Tutorial and simple boost code here https://habr.com/ru/companies/vk/articles/438562/
Пишем XGBoost с нуля — часть 2: градиентный бустинг
Пишем XGBoost с нуля — часть 2: градиентный бустинг
  • 2019.02.07
  • habr.com
Всем привет! В прошлой статье мы разбирались, как устроены решающие деревья, и с нуля реализовали алгоритм построения, попутно оптимизируя и улучшая его. В этой статье мы реализуем алгоритм градиентного бустинга и в конце создадим свой собственный XGBoost. Повествование будет идти по той же схеме: пишем алгоритм, описываем его, в заверешение...
 
Aleksey Vyazmikin #:

I report that on a separate sample test - 7467, and on exam - 7177, but there is not a small number of leaves with no activations at all - I did not count at once.


This is the distribution of leaves that changed class by their value for the test sample


and this is exam.

And this is the breakdown into classes - there are three of them, the third one is "-1" - no activation.


For the sample train


For test sample


For exam sample

In general, we can see that the leaf weights no longer correspond to the class logic - below is the graph from the test sample - there is no clear vector.


In general, this method approximates anything, but it does not guarantee the quality of predictors.

In general, I assume that the distinct "bars" on the graph above are very similar leaves by place and frequency of activation.


It is difficult to discuss what you do not know. Therefore, I can only be happy for your success. If I had such a method, I would use it :)

My method doesn't give such qualitative results yet, but it parallels well enough.

Have you ever wondered why this happens?

 

Testing speed of the model exported to naive code (catbust)

EURUSD,H1: total time from login to stop testing 0:00:04.143 (including 0:00:00.031 for history data synchronization)

And exported to ONNX

EURUSD,H1: total time from login to stop testing 0:00:09.539 (including 0:00:00.025 for history data synchronization)

The internals of the two versions of the bot are almost similar, the results are the same.

 
Forester #:
Would you like me to dig through the catbust code for you and give you an exact answer?
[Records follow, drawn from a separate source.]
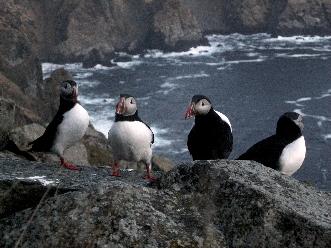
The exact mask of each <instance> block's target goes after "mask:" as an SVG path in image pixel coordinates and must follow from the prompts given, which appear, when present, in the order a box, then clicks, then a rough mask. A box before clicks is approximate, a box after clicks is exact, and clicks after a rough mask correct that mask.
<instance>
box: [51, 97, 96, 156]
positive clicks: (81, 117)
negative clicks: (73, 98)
mask: <svg viewBox="0 0 331 248" xmlns="http://www.w3.org/2000/svg"><path fill="white" fill-rule="evenodd" d="M89 121H90V118H89V115H88V113H87V111H86V110H85V109H84V108H83V107H82V106H81V105H80V104H78V103H76V105H75V106H74V107H73V108H72V109H71V110H69V111H68V112H66V113H65V114H64V115H63V121H62V123H61V124H60V125H59V126H58V129H57V135H56V139H55V142H54V146H53V150H55V152H58V153H60V154H62V153H63V151H64V150H65V149H67V148H68V147H70V146H72V145H74V144H75V143H77V142H78V141H79V140H80V139H81V138H82V137H83V136H84V134H85V133H86V130H87V128H88V125H89Z"/></svg>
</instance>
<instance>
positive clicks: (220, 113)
mask: <svg viewBox="0 0 331 248" xmlns="http://www.w3.org/2000/svg"><path fill="white" fill-rule="evenodd" d="M215 112H216V114H218V115H219V117H221V119H222V120H223V121H225V122H226V123H227V124H228V125H229V126H230V129H231V133H232V126H231V123H230V120H229V118H228V117H226V116H225V114H222V113H221V112H218V111H216V110H215Z"/></svg>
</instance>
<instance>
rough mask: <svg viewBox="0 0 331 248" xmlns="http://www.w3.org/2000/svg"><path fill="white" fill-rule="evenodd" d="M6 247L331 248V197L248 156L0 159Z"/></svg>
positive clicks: (2, 218) (5, 246)
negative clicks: (144, 164)
mask: <svg viewBox="0 0 331 248" xmlns="http://www.w3.org/2000/svg"><path fill="white" fill-rule="evenodd" d="M0 170H1V172H0V175H1V176H0V195H1V196H2V197H1V203H0V206H1V207H0V216H1V219H0V235H1V237H3V238H2V239H1V240H0V246H1V247H13V246H14V245H15V244H16V245H19V246H20V247H44V246H50V247H85V246H93V247H328V245H329V244H330V243H331V213H330V209H331V201H330V200H331V198H330V195H328V194H327V193H323V192H319V191H317V190H316V189H314V188H312V187H310V186H306V185H303V184H302V183H300V182H298V181H297V180H295V179H293V178H291V177H285V176H282V175H281V174H280V173H279V172H277V171H274V170H271V169H269V168H267V167H264V166H262V165H260V164H257V163H250V162H247V161H227V160H220V161H200V162H196V163H186V164H181V165H178V166H177V167H176V169H174V170H172V171H170V172H168V173H161V172H160V173H157V176H158V177H159V180H158V181H157V182H155V183H154V184H148V183H147V182H146V181H144V180H143V179H142V178H141V177H142V174H139V173H137V172H136V171H130V172H129V171H123V174H122V177H121V178H120V179H118V178H114V177H111V176H110V172H109V169H108V168H95V167H82V170H81V171H80V172H78V173H77V172H72V171H67V170H63V169H61V168H59V167H58V166H57V165H52V164H43V163H31V162H27V161H13V160H6V159H0Z"/></svg>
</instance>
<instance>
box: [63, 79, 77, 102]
mask: <svg viewBox="0 0 331 248" xmlns="http://www.w3.org/2000/svg"><path fill="white" fill-rule="evenodd" d="M60 96H61V98H63V99H65V100H68V101H73V102H76V101H77V96H78V85H77V83H76V82H75V81H73V80H65V81H63V82H62V83H61V86H60Z"/></svg>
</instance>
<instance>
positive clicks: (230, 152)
mask: <svg viewBox="0 0 331 248" xmlns="http://www.w3.org/2000/svg"><path fill="white" fill-rule="evenodd" d="M232 148H233V136H232V132H231V128H230V126H229V125H228V124H227V123H226V122H225V121H223V120H221V118H220V120H219V123H218V125H217V127H216V128H215V131H214V138H213V139H212V147H211V148H210V149H211V152H212V157H213V158H214V159H227V158H228V157H229V156H230V153H231V152H232Z"/></svg>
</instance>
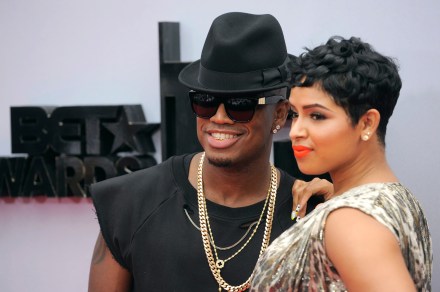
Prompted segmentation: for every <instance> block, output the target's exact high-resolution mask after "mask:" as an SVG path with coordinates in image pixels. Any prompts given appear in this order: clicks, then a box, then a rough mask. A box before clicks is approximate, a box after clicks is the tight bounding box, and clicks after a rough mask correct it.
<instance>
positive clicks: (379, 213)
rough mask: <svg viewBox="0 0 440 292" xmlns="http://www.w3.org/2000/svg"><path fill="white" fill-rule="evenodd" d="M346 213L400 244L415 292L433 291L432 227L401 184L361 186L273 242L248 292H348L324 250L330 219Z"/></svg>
mask: <svg viewBox="0 0 440 292" xmlns="http://www.w3.org/2000/svg"><path fill="white" fill-rule="evenodd" d="M342 207H351V208H356V209H358V210H361V211H362V212H364V213H366V214H369V215H371V216H372V217H374V218H375V219H376V220H377V221H379V222H380V223H382V224H383V225H385V226H386V227H387V228H388V229H389V230H390V231H391V232H392V233H393V234H394V236H395V237H396V239H397V241H398V242H399V246H400V249H401V251H402V255H403V257H404V259H405V263H406V266H407V268H408V271H409V272H410V274H411V276H412V278H413V281H414V283H415V285H416V287H417V290H418V291H431V271H432V257H433V256H432V243H431V236H430V233H429V229H428V224H427V221H426V218H425V216H424V214H423V211H422V209H421V207H420V204H419V203H418V201H417V200H416V199H415V197H414V196H413V195H412V194H411V192H410V191H409V190H408V189H406V188H405V187H404V186H402V185H401V184H400V183H374V184H367V185H362V186H359V187H356V188H353V189H351V190H349V191H347V192H345V193H344V194H342V195H340V196H337V197H335V198H333V199H331V200H329V201H327V202H326V203H324V204H321V205H319V206H318V207H317V208H316V209H315V210H314V211H313V212H311V213H310V214H309V215H307V216H305V217H304V218H303V219H301V221H299V222H298V223H297V224H295V225H293V226H292V227H291V228H290V229H288V230H286V231H285V232H284V233H283V234H281V236H279V237H278V238H277V239H276V240H274V241H273V243H272V244H271V245H270V246H269V248H268V249H267V250H266V252H265V253H264V255H263V256H262V258H261V259H260V261H259V262H258V263H257V266H256V268H255V275H254V278H253V279H252V282H251V289H250V291H289V292H290V291H347V289H346V288H345V286H344V283H343V282H342V280H341V278H340V276H339V274H338V272H337V270H336V269H335V268H334V266H333V265H332V263H331V261H330V260H329V258H328V257H327V255H326V252H325V246H324V226H325V221H326V218H327V216H328V215H329V213H330V212H332V211H333V210H336V209H338V208H342ZM341 240H342V239H341Z"/></svg>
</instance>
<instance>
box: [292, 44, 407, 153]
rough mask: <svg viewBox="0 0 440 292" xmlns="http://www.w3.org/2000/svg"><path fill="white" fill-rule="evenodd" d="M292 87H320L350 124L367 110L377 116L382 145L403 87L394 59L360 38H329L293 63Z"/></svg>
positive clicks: (358, 119)
mask: <svg viewBox="0 0 440 292" xmlns="http://www.w3.org/2000/svg"><path fill="white" fill-rule="evenodd" d="M292 67H293V68H292V71H293V76H292V86H293V87H295V86H297V87H309V86H314V85H316V86H319V87H320V88H321V89H322V90H324V91H325V92H326V93H328V94H330V95H331V96H332V97H333V99H334V101H335V102H336V104H338V105H339V106H342V107H343V108H344V109H345V111H346V112H347V114H348V116H349V117H350V119H351V121H352V123H353V125H355V124H357V123H358V121H359V119H360V117H361V116H362V115H363V114H364V113H365V112H367V111H368V110H369V109H377V110H378V111H379V113H380V123H379V126H378V131H377V132H378V137H379V140H380V142H381V143H382V144H383V145H384V146H385V134H386V127H387V124H388V120H389V118H390V116H391V115H392V113H393V110H394V107H395V105H396V103H397V99H398V97H399V94H400V89H401V87H402V81H401V80H400V76H399V73H398V67H397V65H396V63H395V62H394V60H393V59H391V58H389V57H386V56H383V55H381V54H379V53H378V52H376V51H375V50H374V49H373V48H372V47H371V46H370V45H369V44H368V43H365V42H362V41H361V40H360V39H359V38H356V37H351V38H350V39H348V40H347V39H344V38H342V37H339V36H335V37H331V38H330V39H329V40H328V41H327V43H326V44H325V45H320V46H318V47H316V48H314V49H306V52H305V53H303V54H301V55H300V56H299V57H297V58H294V59H293V60H292Z"/></svg>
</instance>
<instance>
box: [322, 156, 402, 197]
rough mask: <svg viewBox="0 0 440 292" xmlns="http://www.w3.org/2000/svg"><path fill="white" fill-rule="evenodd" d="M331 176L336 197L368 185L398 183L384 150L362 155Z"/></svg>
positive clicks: (331, 175) (396, 178)
mask: <svg viewBox="0 0 440 292" xmlns="http://www.w3.org/2000/svg"><path fill="white" fill-rule="evenodd" d="M330 176H331V178H332V181H333V185H334V190H335V194H336V195H340V194H342V193H344V192H346V191H348V190H349V189H352V188H354V187H357V186H360V185H364V184H368V183H380V182H383V183H385V182H397V181H398V178H397V177H396V176H395V175H394V173H393V171H392V169H391V167H390V166H389V164H388V162H387V160H386V157H385V152H384V150H383V149H382V150H381V151H373V152H371V151H370V152H369V153H365V154H364V155H360V156H359V157H358V159H356V160H355V161H353V162H352V163H351V164H350V165H348V166H347V167H344V168H341V169H338V170H335V171H331V172H330Z"/></svg>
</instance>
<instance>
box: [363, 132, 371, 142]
mask: <svg viewBox="0 0 440 292" xmlns="http://www.w3.org/2000/svg"><path fill="white" fill-rule="evenodd" d="M368 139H370V132H367V134H365V135H363V136H362V140H364V141H368Z"/></svg>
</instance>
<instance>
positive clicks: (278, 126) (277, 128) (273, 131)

I only dig into what I'm interested in. I don't use catbust.

Assumed you knew, but you don't - I didn't think to burden you.

Forester #:
This is the first time I've heard of leaf coefficients - what are they?

Leaf values that are summed to form the Y coordinate of a function.


Greater than or equal to 0.5 in X means the default class is "1" in CatBoost.
 
mytarmailS #:

Have you ever wondered why this happens?

It's actually an erroneous pattern in the sheet. Therecould be a number of reasons why it's like that.

Or do you have a specific, unambiguous answer?